Randi Weingarten, president of the American Federation of Teachers, has said Trump and DeVos want to “privatize, defund and destabilize public education.”

While Republicans control the White House and both chambers of Congress, they don’t have enough seats in the Senate to stop Democrats from filibustering legislation.

Sen. Tammy Baldwin, D-Wis., has called DeVos a “a billionaire who used her fortune to push for giving taxpayer dollars to private schools at the expense of public schools.”

Messer took the stage Tuesday in a Capitol Hill auditorium filled with dozens of Washington, D.C., students. They sported yellow scarves and some held signs with messages such as “Parents Know Best” and “Let Me Learn!”

Messer called school choice “one of the most important civil rights of our time.”

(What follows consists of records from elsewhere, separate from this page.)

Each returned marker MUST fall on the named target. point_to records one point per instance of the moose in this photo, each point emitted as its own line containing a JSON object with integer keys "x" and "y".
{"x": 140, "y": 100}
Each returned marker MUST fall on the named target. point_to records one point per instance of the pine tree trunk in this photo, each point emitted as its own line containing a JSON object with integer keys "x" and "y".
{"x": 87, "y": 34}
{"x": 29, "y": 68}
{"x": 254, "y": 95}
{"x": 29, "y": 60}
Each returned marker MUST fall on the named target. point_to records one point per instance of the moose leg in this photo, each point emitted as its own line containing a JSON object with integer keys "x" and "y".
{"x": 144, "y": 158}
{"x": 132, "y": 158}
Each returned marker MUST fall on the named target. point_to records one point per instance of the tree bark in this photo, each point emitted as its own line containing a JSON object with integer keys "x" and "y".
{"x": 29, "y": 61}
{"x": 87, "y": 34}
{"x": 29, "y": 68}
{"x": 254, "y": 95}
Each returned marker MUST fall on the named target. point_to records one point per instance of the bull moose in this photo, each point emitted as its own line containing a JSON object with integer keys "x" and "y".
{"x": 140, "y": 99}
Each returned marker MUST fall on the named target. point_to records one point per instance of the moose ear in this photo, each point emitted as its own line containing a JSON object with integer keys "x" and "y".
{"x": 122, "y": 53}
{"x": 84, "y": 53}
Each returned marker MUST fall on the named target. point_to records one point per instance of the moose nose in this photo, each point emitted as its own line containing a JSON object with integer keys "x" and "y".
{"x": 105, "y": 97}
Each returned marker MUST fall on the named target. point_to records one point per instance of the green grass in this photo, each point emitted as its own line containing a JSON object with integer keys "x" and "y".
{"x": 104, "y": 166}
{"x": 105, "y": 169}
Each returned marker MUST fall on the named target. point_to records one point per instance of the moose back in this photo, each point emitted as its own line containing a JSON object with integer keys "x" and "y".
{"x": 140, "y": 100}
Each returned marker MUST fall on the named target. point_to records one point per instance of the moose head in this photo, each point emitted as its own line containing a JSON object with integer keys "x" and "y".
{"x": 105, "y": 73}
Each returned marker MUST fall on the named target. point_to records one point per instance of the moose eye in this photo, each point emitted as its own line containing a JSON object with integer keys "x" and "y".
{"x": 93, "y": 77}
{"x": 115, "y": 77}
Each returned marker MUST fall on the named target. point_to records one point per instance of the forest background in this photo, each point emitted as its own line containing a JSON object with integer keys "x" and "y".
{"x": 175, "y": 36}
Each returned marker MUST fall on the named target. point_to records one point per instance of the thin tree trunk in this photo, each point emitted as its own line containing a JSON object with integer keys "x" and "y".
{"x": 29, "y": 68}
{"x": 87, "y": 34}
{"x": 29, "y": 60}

Indiana Rep. Todd Rokita, R-Indianapolis, who heads the House panel overseeing K-12 education, said school choice is “the most important issue of our nation.”

Indiana's voucher program is the broadest program in the nation, with no cap on the number of voucher students. Data show more low- to middle-income students than ever use the program without having ever attended public schools — a chief criticism by opponents. According to the Indiana Department of Education, the voucher program’s popularity also is not necessarily because families are seeking alternatives to failing public schools.

IndyStar reporters Stephanie Wang and Chelsea Schneider contributed to this story.